Kay Churchill – “She was telling off a luckless hospital receptionist, raising her voice to a fishwife shriek as she described my chest injuries and likely brain damage. All the while, she was watching herself admiringly in the coat-stand mirror.”; “I noticed the deeply bitten nails, and the strong nose she had picked since childhood.” she openly wore her insecurities like a collection of favourite costume jewellery”;

Dexter, the imposter? – “the very picture of  fashionable Chelsea vicar”; but the scar was a little too fresh, and I suspected that he kept it deliberately inflamed…one of his canines was missing, a gap he made no attempt to hide, as if advertising…”; “he fingered the scar on his forehead, trying to rub it away and at the same time make it more prominent, an oblique caution to himself”; “his affection [for Joan Chang, girlfriend] was clear, but somehow lacked confidence, part of a larger failure of nerve.”; “I should have remembered who I was trying to be.”;

Joan Chang – “smiling slyly. ‘He doesn’t like the Adler Institute. In fact, he said everyone there should be hanged.”; “‘I always tell the truth.’ She beamed winsomely. ‘It’s a new way of lying.'”

Sally – “immersed in her own perpetual recovery, an had no wish to share her monopoly of doubt and discomfort… my bruises [from the cat show demo] were self-inflicted, far removed from the meaningless injuries that presided over her life like an insoluble mystery.”; “huddled happily over a pillow. ‘He was fined. A hundred pounds. Yes, I’m married to a criminal.”

And David’s own sob story of a motherless childhood.

“As always, a perverse calculus refreshed and redefined the world.”

  • Mathematical calculus is finding the instantaneous rate of change at a certain point i.e. the study of change – a perverse calculus is calculus configured oppositely; so, the change in Sally from chair-bound to mobile was somehow contrary – I’ve really no idea.
  • perverse: willfully determined/disposed to go counter to what is expected or desired; contrary; wayward or cantakerous; persistently or obstinately wrong; turned away from/rejecting what is right/good/proper i.e. wicked/corrupt.

Chapter 10 “Appointment with a Revolution”

Vera Blackburn – “Her apartment was sparsely furnished… A chromium-framed photograph hung above the mantlepiece, a blow-up of herself in full Helmut Newton mode, all emotion eliminated from her face… a shrine to a desperate narcissism.”

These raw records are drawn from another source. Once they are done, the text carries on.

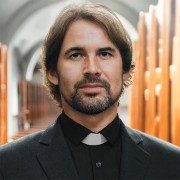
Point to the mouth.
(92, 87)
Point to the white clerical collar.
(94, 139)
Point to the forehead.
(85, 32)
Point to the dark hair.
(95, 13)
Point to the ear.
(53, 77)
(126, 76)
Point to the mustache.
(92, 79)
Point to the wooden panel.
(3, 94)
(161, 67)
(151, 63)
(137, 90)
(165, 61)
(175, 74)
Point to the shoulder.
(23, 144)
(154, 145)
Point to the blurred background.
(150, 104)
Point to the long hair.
(95, 13)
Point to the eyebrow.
(106, 49)
(73, 49)
(82, 49)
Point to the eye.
(75, 56)
(105, 54)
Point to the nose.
(92, 67)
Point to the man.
(87, 62)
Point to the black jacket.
(45, 155)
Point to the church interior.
(150, 104)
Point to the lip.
(91, 85)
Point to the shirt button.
(98, 164)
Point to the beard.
(90, 103)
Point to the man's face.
(89, 69)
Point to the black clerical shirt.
(94, 161)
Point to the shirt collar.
(76, 132)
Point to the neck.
(94, 122)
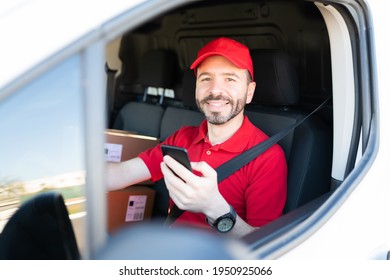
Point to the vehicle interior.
(151, 89)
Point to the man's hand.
(192, 192)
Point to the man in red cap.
(247, 199)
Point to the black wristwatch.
(225, 222)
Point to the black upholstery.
(158, 69)
(308, 149)
(39, 230)
(153, 242)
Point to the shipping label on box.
(136, 208)
(113, 152)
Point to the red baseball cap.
(234, 51)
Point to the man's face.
(222, 89)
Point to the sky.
(42, 126)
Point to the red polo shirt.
(257, 191)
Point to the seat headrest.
(276, 78)
(158, 68)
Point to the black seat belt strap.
(231, 166)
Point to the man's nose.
(216, 86)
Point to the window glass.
(42, 140)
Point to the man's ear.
(250, 92)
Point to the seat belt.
(231, 166)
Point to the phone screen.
(179, 154)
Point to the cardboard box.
(123, 145)
(131, 205)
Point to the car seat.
(308, 148)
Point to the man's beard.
(217, 118)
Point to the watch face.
(225, 225)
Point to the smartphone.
(179, 154)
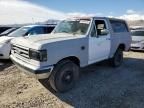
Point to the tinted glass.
(36, 31)
(8, 31)
(20, 32)
(137, 33)
(119, 26)
(48, 29)
(73, 27)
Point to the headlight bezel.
(38, 55)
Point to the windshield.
(19, 32)
(137, 33)
(7, 31)
(73, 27)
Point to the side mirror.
(104, 32)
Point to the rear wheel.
(117, 60)
(64, 76)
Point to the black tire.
(117, 60)
(64, 76)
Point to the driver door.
(99, 42)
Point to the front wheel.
(64, 76)
(117, 60)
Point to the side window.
(93, 31)
(118, 26)
(36, 31)
(100, 26)
(48, 30)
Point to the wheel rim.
(67, 77)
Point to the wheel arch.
(74, 59)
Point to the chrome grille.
(19, 50)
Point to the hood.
(137, 38)
(5, 38)
(38, 40)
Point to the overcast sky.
(28, 11)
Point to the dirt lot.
(99, 86)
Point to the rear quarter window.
(119, 26)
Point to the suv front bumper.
(39, 73)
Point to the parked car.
(5, 33)
(26, 31)
(137, 39)
(74, 43)
(4, 28)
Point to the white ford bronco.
(74, 43)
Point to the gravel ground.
(99, 86)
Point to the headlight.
(40, 55)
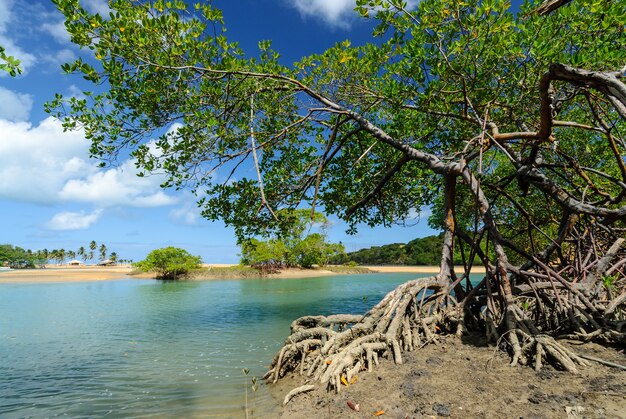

I’m starting to recognise a writing style emerge from the way the dust sits and the exhaust hangs in the wake of Ballard’s tour of the middle-class. Borrowing the dialogue of the characters, the novel is showcasing the symptoms of middle-class’ grievances against the current societal order: immortal mortgages, children needing education from the most competitively priced schools, and the threat of the dispersal of the middle-class under the stress of the first two. Written with words thick in meaning for those initiated to the problems of the middle-class, the narrative is relatively hard-going for me but I’m enjoying the insight. A particularly intense boredom, a need to place faith in a time when it’s intellectually disreputable – perhaps I am behind the times, but I identify with these conundrums, and although I may not be drinking pink gin and have Axminster wall-to-wall in central heating, my problems are easily first-world.

It’s an interesting book – you should read it!